I am not saying that if I or anyone else does this, somehow magically they will overcome their eating problems. That somehow, by loving that little child that the weight will fall off, or that we will have a positive body image overnight. What I am saying is that maybe many of us have lost something over time. An integral part of us that we have ignored and drowned out or that was told to shut up when we were abused and were made to feel “less than.” By giving voice to that little child in our heart, we can heal some of the harm that has been done, and unchain ourselves from the constant “don’t eat this, don’t do that, only work out, this way, and only eat that way.”
If we are happier, the path to healthier will be much more fun. Not less difficult, just more enjoyable. Enjoyable enough that the little girl in me will feel free to dance again, and will shout to the world that she loves herself even if you don’t. She doesn’t obsess about food or about the scale. She takes care of herself because she loves herself, but she is alright with indulging from time to time. She is powerful, healthy, active, vibrant, and free.
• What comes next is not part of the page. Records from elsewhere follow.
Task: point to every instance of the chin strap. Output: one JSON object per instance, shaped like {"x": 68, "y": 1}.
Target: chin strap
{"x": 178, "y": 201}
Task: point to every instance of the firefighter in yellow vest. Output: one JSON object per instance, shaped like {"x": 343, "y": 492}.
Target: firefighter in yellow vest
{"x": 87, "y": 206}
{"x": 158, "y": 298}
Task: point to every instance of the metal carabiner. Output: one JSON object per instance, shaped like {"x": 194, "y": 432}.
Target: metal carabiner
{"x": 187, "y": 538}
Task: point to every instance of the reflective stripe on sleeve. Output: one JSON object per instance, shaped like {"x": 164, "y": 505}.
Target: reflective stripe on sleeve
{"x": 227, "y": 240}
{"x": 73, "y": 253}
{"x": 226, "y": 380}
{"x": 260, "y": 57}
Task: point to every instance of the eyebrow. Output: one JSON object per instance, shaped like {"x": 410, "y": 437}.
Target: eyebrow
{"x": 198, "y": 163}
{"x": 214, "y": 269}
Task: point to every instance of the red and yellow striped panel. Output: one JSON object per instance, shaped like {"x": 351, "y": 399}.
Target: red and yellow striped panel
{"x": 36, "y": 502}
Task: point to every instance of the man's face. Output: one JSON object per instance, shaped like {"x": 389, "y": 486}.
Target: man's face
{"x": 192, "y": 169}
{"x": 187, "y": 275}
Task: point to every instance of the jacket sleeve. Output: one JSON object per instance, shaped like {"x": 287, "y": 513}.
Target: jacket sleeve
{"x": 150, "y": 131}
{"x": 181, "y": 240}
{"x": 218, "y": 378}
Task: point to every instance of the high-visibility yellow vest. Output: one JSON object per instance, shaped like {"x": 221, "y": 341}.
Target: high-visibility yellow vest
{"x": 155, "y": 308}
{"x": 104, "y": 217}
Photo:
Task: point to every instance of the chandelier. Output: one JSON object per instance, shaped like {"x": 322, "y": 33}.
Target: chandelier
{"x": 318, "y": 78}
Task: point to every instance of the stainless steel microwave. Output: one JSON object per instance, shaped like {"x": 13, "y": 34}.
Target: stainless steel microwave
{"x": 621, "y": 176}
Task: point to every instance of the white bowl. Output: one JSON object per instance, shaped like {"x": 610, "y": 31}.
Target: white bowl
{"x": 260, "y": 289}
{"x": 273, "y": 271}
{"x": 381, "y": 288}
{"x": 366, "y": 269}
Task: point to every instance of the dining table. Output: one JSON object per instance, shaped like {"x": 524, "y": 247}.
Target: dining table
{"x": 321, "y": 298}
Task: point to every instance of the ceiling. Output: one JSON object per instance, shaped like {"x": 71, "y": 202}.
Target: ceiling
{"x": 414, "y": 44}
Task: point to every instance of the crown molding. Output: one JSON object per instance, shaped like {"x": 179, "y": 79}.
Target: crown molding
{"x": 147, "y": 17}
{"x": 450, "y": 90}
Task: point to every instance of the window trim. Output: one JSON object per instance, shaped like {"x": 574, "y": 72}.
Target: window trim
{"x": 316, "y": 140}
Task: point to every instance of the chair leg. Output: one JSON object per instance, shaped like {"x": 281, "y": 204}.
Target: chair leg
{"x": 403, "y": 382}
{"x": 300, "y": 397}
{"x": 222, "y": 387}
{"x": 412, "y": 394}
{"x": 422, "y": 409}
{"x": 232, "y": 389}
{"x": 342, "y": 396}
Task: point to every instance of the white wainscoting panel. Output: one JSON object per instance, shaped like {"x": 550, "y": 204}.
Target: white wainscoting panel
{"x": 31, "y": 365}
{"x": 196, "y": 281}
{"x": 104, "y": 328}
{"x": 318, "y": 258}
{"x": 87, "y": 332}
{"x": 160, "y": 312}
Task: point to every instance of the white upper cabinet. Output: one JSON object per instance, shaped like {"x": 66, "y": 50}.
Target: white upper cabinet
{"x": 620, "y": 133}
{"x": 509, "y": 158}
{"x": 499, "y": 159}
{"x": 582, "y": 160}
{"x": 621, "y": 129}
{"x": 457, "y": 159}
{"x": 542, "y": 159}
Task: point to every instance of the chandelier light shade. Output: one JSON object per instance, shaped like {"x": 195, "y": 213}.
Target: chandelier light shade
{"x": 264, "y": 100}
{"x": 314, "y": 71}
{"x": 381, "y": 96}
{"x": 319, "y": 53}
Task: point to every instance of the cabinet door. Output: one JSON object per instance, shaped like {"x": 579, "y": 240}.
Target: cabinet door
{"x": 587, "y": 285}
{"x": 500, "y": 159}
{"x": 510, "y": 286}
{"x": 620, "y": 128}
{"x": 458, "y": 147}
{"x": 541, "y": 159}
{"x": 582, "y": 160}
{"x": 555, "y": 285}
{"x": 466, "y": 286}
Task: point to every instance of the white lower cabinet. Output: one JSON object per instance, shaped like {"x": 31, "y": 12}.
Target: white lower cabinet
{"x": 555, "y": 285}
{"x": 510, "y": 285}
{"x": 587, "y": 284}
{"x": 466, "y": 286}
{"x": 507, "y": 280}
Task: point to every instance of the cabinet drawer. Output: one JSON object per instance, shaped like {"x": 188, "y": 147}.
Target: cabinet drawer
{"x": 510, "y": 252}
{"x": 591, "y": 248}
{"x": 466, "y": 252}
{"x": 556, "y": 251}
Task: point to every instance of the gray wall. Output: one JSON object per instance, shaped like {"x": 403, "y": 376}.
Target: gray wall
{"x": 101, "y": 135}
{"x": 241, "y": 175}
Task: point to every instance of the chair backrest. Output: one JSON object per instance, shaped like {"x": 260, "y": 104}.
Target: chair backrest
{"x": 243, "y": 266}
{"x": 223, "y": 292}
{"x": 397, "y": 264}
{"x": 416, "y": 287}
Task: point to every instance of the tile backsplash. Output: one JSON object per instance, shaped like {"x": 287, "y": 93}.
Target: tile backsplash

It is not an easy thing to let this little child’s voice rise up in us. As it rises up, it’s going to be met with the other voices that occupy our minds. The first step is to remember that little child’s voice. We may have forgotten it, or perhaps it only got to speak a few times before he or she was shut down. Try taking a moment and asking yourself, “What did that little me want to or used to say?” Then, write it down. Ask yourself how you might implement that in your life today. We don’t have to try to figure out every unspoken phrase; just pick out one, and put it into action. For me, the first phrase is “Make loving yourself fun.” Just thinking about that evokes some anxiety and excitement, but I am going to consciously chose to act on this. Maybe for you, it’s “the scale doesn’t define me,” or “I will do an activity that is fun,” or “I’ll eat something that shows I care about myself and am worth caring for,” or “I will wear something that makes me feel confident and beautiful.” Whatever you decide, make sure that the result builds you up, brings you joy, gets you excited and holds the hand of that little child that has been hidden in the shadows for some time because she deserves to walk proudly with you.